Bayesian learning in bioinformatics

Gold, David L.

Bayesian learning in bioinformatics

Date

2009-05-15

Authors

Gold, David L.

Abstract

Life sciences research is advancing in breadth and scope, affecting many areas of life including medical care and government policy. The field of Bioinformatics, in particular, is growing very rapidly with the help of computer science, statistics, applied mathematics, and engineering. New high-throughput technologies are making it possible to measure genomic variation across phenotypes in organisms at costs that were once inconceivable. In conjunction, and partly as a consequence, massive amounts of information about the genomes of many organisms are becoming accessible in the public domain. Some of the important and exciting questions in the post-genomics era are how to integrate all of the information available from diverse sources. Learning in complex systems biology requires that information be shared in a natural and interpretable way, to integrate knowledge and data.
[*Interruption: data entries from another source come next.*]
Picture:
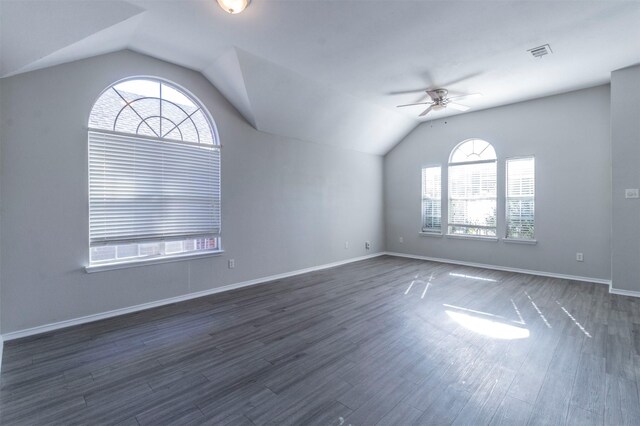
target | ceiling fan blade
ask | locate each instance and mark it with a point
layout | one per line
(417, 103)
(426, 111)
(433, 94)
(472, 95)
(459, 107)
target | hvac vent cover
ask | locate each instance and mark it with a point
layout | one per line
(540, 51)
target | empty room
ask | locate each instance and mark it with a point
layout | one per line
(319, 212)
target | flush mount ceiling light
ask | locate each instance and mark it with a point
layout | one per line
(233, 6)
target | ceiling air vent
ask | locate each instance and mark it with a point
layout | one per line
(540, 51)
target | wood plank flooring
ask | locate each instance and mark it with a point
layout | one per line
(386, 341)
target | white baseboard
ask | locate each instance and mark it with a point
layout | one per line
(104, 315)
(504, 268)
(622, 292)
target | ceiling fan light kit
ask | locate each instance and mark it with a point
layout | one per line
(233, 6)
(440, 100)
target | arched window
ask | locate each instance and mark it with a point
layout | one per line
(154, 174)
(472, 189)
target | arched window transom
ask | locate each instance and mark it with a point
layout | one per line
(472, 150)
(473, 189)
(153, 108)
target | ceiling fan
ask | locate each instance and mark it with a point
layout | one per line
(440, 100)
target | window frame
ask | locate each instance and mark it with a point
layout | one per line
(424, 229)
(506, 237)
(165, 254)
(451, 164)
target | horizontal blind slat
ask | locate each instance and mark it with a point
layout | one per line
(141, 189)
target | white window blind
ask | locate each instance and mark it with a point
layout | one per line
(145, 189)
(431, 199)
(472, 198)
(520, 202)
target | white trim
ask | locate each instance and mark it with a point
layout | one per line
(504, 268)
(519, 241)
(430, 234)
(472, 237)
(1, 349)
(622, 292)
(116, 312)
(150, 261)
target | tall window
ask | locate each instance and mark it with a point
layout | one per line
(154, 174)
(431, 201)
(520, 198)
(472, 189)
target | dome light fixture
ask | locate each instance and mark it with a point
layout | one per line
(233, 6)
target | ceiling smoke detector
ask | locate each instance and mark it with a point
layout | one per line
(540, 51)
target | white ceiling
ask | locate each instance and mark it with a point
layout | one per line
(333, 71)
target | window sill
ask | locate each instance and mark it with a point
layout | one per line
(519, 241)
(430, 234)
(472, 237)
(150, 261)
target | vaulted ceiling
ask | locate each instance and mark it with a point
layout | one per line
(333, 71)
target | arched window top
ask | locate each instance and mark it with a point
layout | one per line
(472, 150)
(154, 108)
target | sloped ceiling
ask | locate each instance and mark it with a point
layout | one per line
(333, 71)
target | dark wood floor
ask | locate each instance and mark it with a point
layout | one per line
(382, 341)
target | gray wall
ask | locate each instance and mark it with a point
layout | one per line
(625, 156)
(287, 204)
(569, 136)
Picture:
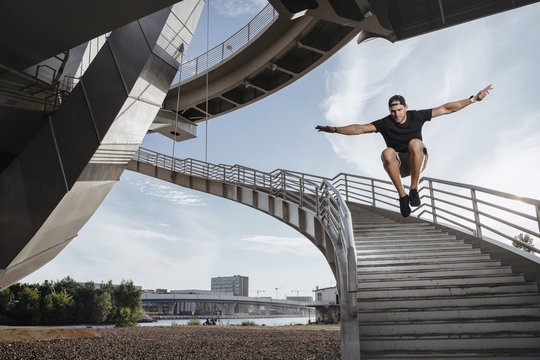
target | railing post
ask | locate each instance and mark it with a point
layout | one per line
(476, 215)
(432, 196)
(283, 186)
(538, 217)
(346, 189)
(301, 191)
(317, 200)
(372, 192)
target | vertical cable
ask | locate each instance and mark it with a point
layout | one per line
(207, 49)
(177, 103)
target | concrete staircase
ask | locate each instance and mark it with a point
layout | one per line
(423, 293)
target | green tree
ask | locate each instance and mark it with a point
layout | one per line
(127, 317)
(85, 302)
(102, 308)
(527, 239)
(6, 296)
(27, 306)
(47, 309)
(127, 299)
(64, 306)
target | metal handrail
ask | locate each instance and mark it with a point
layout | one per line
(502, 217)
(226, 49)
(460, 205)
(321, 197)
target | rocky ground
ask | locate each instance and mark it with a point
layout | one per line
(186, 342)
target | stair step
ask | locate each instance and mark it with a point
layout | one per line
(398, 232)
(440, 273)
(424, 260)
(473, 342)
(416, 283)
(388, 293)
(361, 249)
(517, 299)
(392, 225)
(448, 328)
(404, 237)
(451, 314)
(407, 242)
(419, 254)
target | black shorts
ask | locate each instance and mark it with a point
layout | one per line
(403, 162)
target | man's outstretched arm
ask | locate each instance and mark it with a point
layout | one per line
(451, 107)
(354, 129)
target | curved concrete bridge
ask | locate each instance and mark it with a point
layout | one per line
(409, 288)
(83, 137)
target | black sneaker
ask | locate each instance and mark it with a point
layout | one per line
(415, 199)
(404, 207)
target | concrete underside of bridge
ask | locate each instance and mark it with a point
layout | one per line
(56, 176)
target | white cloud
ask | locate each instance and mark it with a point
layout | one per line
(235, 8)
(281, 245)
(167, 192)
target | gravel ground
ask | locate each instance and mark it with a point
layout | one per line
(186, 342)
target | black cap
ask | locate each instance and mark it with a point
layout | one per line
(395, 98)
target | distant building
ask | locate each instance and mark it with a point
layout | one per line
(326, 296)
(307, 299)
(327, 305)
(236, 285)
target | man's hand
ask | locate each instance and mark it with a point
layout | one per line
(330, 129)
(482, 93)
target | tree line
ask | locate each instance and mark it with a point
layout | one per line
(69, 302)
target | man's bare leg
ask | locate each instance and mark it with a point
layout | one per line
(390, 163)
(416, 156)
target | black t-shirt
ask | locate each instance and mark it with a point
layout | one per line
(397, 136)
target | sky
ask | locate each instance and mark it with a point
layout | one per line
(165, 236)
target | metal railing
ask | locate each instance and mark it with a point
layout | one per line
(472, 209)
(233, 44)
(317, 196)
(476, 210)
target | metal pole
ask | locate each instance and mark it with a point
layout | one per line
(346, 189)
(283, 186)
(433, 211)
(538, 216)
(372, 192)
(301, 191)
(476, 215)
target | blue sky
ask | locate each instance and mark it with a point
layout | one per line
(163, 236)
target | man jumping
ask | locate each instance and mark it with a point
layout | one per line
(402, 131)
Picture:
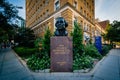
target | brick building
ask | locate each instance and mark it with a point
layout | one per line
(43, 13)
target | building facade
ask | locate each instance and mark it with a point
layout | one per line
(41, 14)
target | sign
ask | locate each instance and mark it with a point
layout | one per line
(61, 54)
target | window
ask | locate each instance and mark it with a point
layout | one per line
(81, 10)
(57, 5)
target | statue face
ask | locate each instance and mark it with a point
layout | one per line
(60, 23)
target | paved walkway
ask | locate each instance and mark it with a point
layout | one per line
(12, 69)
(109, 68)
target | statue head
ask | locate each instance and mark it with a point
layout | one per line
(61, 23)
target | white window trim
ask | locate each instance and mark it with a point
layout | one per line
(55, 6)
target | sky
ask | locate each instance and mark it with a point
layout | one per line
(104, 9)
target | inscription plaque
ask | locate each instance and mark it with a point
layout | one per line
(61, 54)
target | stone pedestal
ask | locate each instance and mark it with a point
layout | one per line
(61, 54)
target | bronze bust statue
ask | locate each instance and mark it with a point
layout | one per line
(61, 25)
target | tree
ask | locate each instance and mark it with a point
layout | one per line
(77, 40)
(113, 33)
(8, 12)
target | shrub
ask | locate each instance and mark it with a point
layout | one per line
(105, 49)
(82, 62)
(36, 63)
(24, 51)
(92, 51)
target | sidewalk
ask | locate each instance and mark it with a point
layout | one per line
(109, 68)
(12, 69)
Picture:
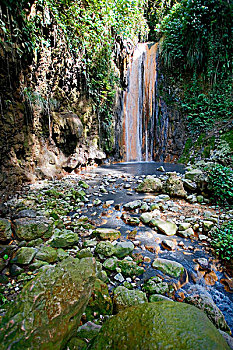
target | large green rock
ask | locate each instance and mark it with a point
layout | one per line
(203, 300)
(24, 256)
(150, 184)
(124, 297)
(5, 230)
(174, 186)
(123, 249)
(159, 326)
(100, 302)
(107, 233)
(166, 227)
(105, 248)
(48, 309)
(130, 268)
(31, 228)
(168, 267)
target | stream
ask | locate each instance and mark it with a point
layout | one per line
(119, 181)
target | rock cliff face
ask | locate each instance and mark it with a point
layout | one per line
(48, 125)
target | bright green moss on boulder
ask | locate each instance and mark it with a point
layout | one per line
(48, 309)
(159, 326)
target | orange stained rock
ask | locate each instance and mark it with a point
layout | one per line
(210, 278)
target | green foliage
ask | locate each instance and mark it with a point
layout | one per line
(197, 52)
(220, 184)
(222, 241)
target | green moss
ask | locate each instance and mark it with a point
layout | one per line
(228, 137)
(186, 152)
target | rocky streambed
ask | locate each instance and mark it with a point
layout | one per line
(78, 250)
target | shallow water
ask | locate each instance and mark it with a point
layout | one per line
(118, 176)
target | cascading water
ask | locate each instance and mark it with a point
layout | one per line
(139, 101)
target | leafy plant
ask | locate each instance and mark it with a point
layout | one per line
(220, 184)
(222, 241)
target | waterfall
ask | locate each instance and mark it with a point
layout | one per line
(139, 102)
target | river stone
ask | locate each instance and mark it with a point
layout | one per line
(167, 244)
(84, 253)
(65, 238)
(5, 230)
(184, 226)
(166, 227)
(100, 302)
(130, 268)
(186, 233)
(31, 228)
(107, 233)
(124, 297)
(76, 344)
(207, 225)
(168, 267)
(203, 300)
(88, 331)
(155, 285)
(189, 185)
(150, 184)
(105, 248)
(158, 297)
(132, 205)
(174, 186)
(47, 254)
(111, 263)
(49, 308)
(123, 249)
(24, 256)
(193, 175)
(160, 325)
(146, 218)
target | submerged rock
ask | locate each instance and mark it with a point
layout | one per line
(168, 267)
(5, 230)
(160, 325)
(107, 233)
(100, 302)
(203, 300)
(150, 184)
(48, 310)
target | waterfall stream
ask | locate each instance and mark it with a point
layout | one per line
(140, 104)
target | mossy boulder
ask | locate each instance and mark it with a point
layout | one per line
(31, 228)
(203, 300)
(157, 285)
(65, 238)
(174, 186)
(168, 267)
(48, 309)
(150, 184)
(124, 297)
(100, 302)
(105, 248)
(166, 227)
(107, 233)
(24, 256)
(5, 230)
(160, 325)
(123, 249)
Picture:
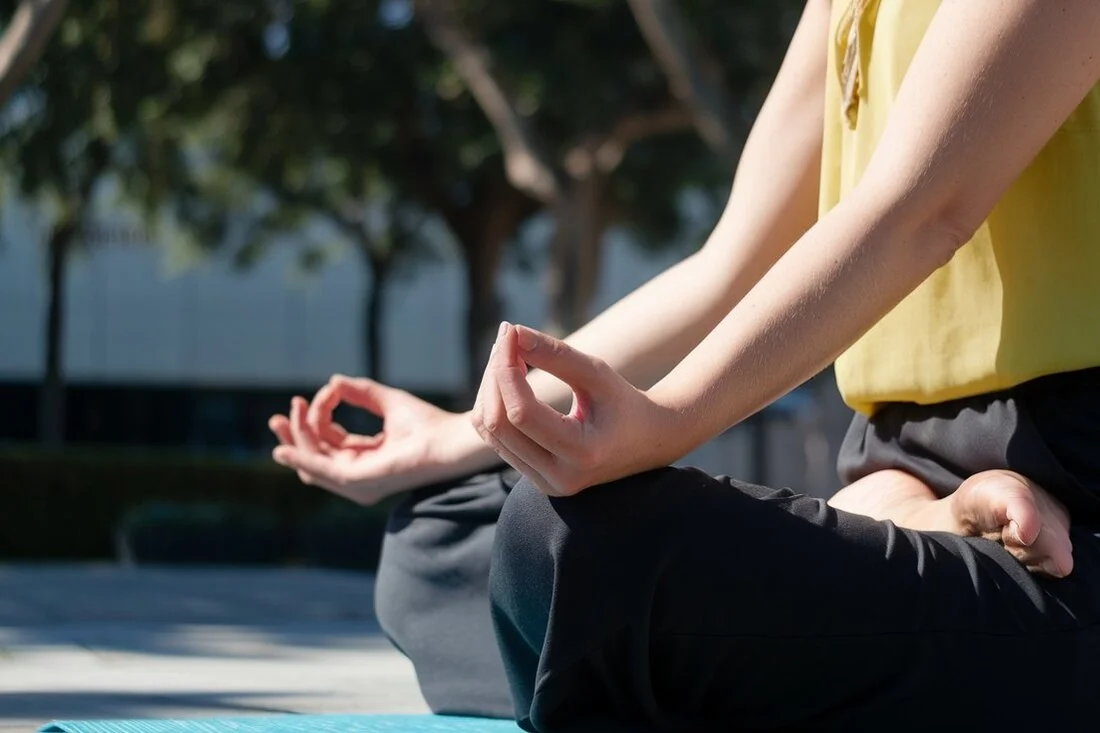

The statistical sciences can support the advancement of learning in Bioinformatics in many ways, not the least of which is by developing methodologies that can support the synchronization of efforts across sciences, offering real-time learning tools that can be shared across many fields from basic science to the clinical applications. This research is an introduction to several current research problems in Bioinformatics that addresses integration of information, and discusses statistical methodologies from the Bayesian school of thought that may be applied. Bayesian statistical methodologies are proposed to integrate biological knowledge and improve statistical inference for three relevant Bioinformatics applications: gene expression arrays, BAC and aCGH arrays, and real-time gene expression experiments. A unified Bayesian model is proposed to perform detection of genes and gene classes, defined from historical pathways, with gene expression arrays. A novel Bayesian statistical method is proposed to infer chromosomal copy number aberrations in clinical populations with BAC or aCGH experiments. A theoretical model is proposed, motivated from historical work in mathematical biology, for inference with real-time gene expression experiments, and fit with Bayesian methods. Simulation and case studies show that Bayesian methodologies show great promise to improve the way we learn with high-throughput Bioinformatics experiments.